Now, if, as we all felt, there remains some revulsion about the Abu Ghraib
pictures then it seems to me that whether those acts are done by soldiers or
intelligence persons we should object - they are torture no matter what the
euphemisms proposed and are "outrages against human dignity". And to make that
objection clear
we should reject this detainee bill compromise. That is, if we
still have consciences that can be shocked.

This does not mean we have any sympathy for the detainees like Khalid Sheik
Muhammad. But, what disturbs me is that the manner in which this bill is going
forward reminds me of how lynch mobs work - they would torture the person before
they burned him. A structure is being put in place that embraces the kind of
unlawful command influence that caused dysfunctional proceedings in World War
II. We had a Vanderbilt Commission which examined those proceedings and that
work led to the kinds of adjustments to military law and military commission law
embodied in the Uniform Code of Military Justice.

A further concern is that the lesson of this is to (1) select lawyers to make
fanciful interpretations of the law, (2) as President sign off on orders that
are made pursuant to those fanciful interpretations, (3) have members of the
military and intelligence community compromise themselves by working under those
fanciful interpretations, (4) when it all explodes, prosecute a few of the low
level military under tough UCMJ standards and one civilian contractor
(Passarro), (5) for the core employees press Congress to amend the law for
"clarity" to protect them (6) and then push Congress to "not look weak" by
enshrining in law the procedures based on the original fanciful interpretations.
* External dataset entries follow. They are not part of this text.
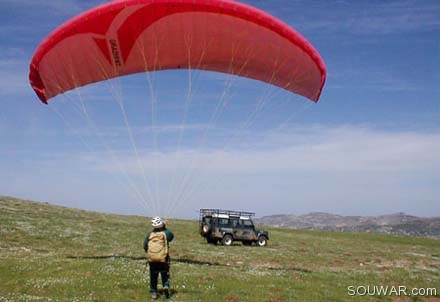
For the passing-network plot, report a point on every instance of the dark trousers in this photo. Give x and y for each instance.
(156, 268)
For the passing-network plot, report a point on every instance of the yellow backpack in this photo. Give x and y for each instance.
(157, 247)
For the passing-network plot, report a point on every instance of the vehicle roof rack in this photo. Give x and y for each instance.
(226, 212)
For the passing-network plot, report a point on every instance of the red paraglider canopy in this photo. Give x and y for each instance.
(131, 36)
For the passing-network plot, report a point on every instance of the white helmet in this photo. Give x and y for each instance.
(156, 222)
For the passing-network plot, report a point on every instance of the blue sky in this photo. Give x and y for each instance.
(370, 146)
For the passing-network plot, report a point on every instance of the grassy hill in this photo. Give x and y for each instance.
(53, 253)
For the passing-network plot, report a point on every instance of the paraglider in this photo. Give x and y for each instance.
(125, 37)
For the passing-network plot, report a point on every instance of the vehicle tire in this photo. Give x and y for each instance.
(205, 228)
(227, 240)
(262, 241)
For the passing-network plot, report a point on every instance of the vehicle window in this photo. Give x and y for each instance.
(235, 223)
(224, 221)
(247, 223)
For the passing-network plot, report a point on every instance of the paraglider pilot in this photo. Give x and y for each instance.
(156, 245)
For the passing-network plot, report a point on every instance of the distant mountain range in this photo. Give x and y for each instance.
(397, 224)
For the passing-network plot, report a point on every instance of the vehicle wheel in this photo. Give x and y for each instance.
(205, 228)
(227, 240)
(262, 241)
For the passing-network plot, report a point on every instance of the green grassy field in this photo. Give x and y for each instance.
(52, 253)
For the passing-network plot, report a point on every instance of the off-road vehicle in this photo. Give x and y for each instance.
(227, 226)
Please note, in the context of international law, this type of process is
precisely why the rule has developed that a state can not avail itself of its
internal law to extract itself from its international obligations. Thus, those
amateurs of U.S. foreign relations law who may succeed through this compromise
in immunizing themselves from domestic court proceedings (and the language as
presented does not prevent federal conspiracy or state charges) will not have
absolved themselves of individual responsibility as a matter of international
criminal law.

Clearly, these actors in the Executive and Legislative are willing to take that
risk.

One possible glimmer is whether Congress delegation of authority to the
President here will be considered too broad. But that would require a challenge
in the courts, and that will take some time. In the meantime, the Program would
continue.

So reject this compromise or be consistent with the compromise language and
pardon the Abu Ghraib offenders. In other words, demonstrate what we think
America stands for. After all, now we have the pictures. I hope we would reject
the compromise - that's what America is to me."